As far as I can tell, nobody does, but the whole issue of the tree
walk is predicated on this assumption.  If the assumption is indeed
untrue, the treewalk (in any of its varieties) serves no purpose and
we can just get rid of it.

We're trying to solve two different problems at the same time.

Question 1: What do real DNS deployments look like? Seems no-one
    can answer that here.  Everyone is concerned that ADSP introduces
    unnecessary barriers for deployment, but discussions about
    random real or fictitious pain symptoms are not the best way
    to define a solution.

    This is an argument to avoid ugly ad-hoc hacks like the two-level
    DNS dance, because they lack a sound foundation.

Question 2: What would the "bad guys" do to side-step DKIM/ADSP,
    for some particular set of ADSP implementation details?
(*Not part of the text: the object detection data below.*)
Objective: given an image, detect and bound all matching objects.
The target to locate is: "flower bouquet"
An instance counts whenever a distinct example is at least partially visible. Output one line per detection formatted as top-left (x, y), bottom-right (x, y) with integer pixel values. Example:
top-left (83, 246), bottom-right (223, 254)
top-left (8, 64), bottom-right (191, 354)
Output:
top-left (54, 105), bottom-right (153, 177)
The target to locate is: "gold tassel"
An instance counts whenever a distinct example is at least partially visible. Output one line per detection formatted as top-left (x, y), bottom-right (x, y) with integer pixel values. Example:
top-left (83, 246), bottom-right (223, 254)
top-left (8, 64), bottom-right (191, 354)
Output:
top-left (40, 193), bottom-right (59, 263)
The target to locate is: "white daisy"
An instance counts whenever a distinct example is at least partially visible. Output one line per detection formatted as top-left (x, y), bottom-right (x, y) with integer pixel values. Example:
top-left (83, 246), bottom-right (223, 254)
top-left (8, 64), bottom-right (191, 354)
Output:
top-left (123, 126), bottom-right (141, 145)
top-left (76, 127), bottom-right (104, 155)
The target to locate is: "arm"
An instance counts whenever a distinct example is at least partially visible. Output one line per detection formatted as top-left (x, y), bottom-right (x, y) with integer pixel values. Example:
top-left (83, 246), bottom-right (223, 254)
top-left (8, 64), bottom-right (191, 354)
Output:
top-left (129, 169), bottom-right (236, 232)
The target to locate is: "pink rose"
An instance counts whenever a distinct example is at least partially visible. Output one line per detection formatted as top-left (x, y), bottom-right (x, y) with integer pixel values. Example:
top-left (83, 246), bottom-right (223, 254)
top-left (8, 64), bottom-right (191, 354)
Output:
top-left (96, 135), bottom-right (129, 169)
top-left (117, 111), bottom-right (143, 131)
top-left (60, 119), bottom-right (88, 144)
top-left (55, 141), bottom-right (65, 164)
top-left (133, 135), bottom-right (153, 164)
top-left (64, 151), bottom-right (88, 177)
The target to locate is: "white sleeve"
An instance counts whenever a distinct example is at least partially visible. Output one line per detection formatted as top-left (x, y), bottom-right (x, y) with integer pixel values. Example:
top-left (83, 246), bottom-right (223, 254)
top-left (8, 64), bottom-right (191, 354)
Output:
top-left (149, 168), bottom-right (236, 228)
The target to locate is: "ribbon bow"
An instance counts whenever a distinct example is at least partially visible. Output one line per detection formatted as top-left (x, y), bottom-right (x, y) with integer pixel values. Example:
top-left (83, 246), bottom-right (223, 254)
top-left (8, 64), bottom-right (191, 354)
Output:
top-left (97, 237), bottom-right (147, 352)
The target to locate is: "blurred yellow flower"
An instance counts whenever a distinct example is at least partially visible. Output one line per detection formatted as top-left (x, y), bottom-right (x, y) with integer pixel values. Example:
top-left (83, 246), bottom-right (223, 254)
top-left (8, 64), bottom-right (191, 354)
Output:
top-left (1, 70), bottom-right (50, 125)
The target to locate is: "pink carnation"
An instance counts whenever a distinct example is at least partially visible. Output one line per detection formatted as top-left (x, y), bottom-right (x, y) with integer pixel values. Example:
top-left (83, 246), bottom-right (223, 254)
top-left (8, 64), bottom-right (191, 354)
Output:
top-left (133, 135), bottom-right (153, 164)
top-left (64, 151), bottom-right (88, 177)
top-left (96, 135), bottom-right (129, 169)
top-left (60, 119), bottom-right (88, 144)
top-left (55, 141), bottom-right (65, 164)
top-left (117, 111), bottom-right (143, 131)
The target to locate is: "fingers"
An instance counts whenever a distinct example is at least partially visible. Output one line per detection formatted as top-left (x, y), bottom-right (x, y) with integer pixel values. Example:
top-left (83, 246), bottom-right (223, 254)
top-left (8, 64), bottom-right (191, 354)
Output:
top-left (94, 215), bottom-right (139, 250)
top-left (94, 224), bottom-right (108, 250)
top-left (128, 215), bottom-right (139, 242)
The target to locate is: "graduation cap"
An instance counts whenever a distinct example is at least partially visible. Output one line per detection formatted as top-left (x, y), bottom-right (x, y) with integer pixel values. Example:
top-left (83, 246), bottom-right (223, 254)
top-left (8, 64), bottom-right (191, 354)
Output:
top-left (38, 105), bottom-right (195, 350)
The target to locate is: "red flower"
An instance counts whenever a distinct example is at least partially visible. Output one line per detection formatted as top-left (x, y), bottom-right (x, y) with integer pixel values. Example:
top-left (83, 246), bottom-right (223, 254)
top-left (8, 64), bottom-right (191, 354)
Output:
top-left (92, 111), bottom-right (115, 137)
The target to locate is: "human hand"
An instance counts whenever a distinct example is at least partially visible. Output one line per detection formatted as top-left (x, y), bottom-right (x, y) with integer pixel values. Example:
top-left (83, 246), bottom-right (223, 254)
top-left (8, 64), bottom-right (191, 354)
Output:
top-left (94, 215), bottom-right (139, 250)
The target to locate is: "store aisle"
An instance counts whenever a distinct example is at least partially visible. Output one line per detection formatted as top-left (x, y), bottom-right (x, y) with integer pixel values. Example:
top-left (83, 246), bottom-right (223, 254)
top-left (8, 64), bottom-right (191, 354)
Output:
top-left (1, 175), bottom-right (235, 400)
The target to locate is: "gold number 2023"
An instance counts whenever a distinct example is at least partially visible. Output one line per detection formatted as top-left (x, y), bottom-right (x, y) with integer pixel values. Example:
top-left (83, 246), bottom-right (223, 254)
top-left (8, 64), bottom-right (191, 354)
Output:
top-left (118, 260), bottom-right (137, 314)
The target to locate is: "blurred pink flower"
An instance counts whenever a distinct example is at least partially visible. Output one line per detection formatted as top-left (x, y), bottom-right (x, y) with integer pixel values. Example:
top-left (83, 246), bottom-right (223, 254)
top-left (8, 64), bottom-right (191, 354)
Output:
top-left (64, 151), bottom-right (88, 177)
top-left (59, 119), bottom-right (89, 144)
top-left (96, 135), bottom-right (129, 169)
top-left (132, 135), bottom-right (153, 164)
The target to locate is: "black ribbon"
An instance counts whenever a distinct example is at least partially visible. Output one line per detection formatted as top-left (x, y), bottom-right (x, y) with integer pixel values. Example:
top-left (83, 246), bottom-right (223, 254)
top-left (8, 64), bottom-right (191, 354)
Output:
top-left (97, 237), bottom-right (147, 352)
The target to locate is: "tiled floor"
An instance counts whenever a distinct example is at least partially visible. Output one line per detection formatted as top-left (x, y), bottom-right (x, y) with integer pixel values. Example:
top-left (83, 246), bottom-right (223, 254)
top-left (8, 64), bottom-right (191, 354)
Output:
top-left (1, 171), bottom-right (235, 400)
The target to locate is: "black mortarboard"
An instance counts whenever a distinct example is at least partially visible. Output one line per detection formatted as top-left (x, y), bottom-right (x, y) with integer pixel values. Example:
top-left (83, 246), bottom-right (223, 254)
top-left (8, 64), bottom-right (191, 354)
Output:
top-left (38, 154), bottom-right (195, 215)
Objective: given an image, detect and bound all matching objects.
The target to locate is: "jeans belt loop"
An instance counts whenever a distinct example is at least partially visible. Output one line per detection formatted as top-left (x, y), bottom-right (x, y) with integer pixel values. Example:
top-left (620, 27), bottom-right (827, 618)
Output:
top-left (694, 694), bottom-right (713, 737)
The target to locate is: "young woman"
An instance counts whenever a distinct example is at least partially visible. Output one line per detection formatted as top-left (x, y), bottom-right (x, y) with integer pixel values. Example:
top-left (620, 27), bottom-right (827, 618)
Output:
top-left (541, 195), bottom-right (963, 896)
I can
    answer that with confidence. They will do everything that gets
    their email through the filters. Unlike ADSP implementors,
    spammers are not bound by the rules of the RFC.  Our lack of
    imagination should not give us a false sense of security.

    This is an argument to have some "safety net" mechanism like
    the ugly two-level dance that automagically covers all nodes
    at the same DNS level; nailing non-existent domains at lower
    DNS levels is already trivial without ADSP.

As fas a I'm concerned someone can toss the coin and be done with
it. I'd rather have something that mostly works now, than something
that will be perfect for one microsecond. No system can be perfect
permanently with respect to constantly changing threats.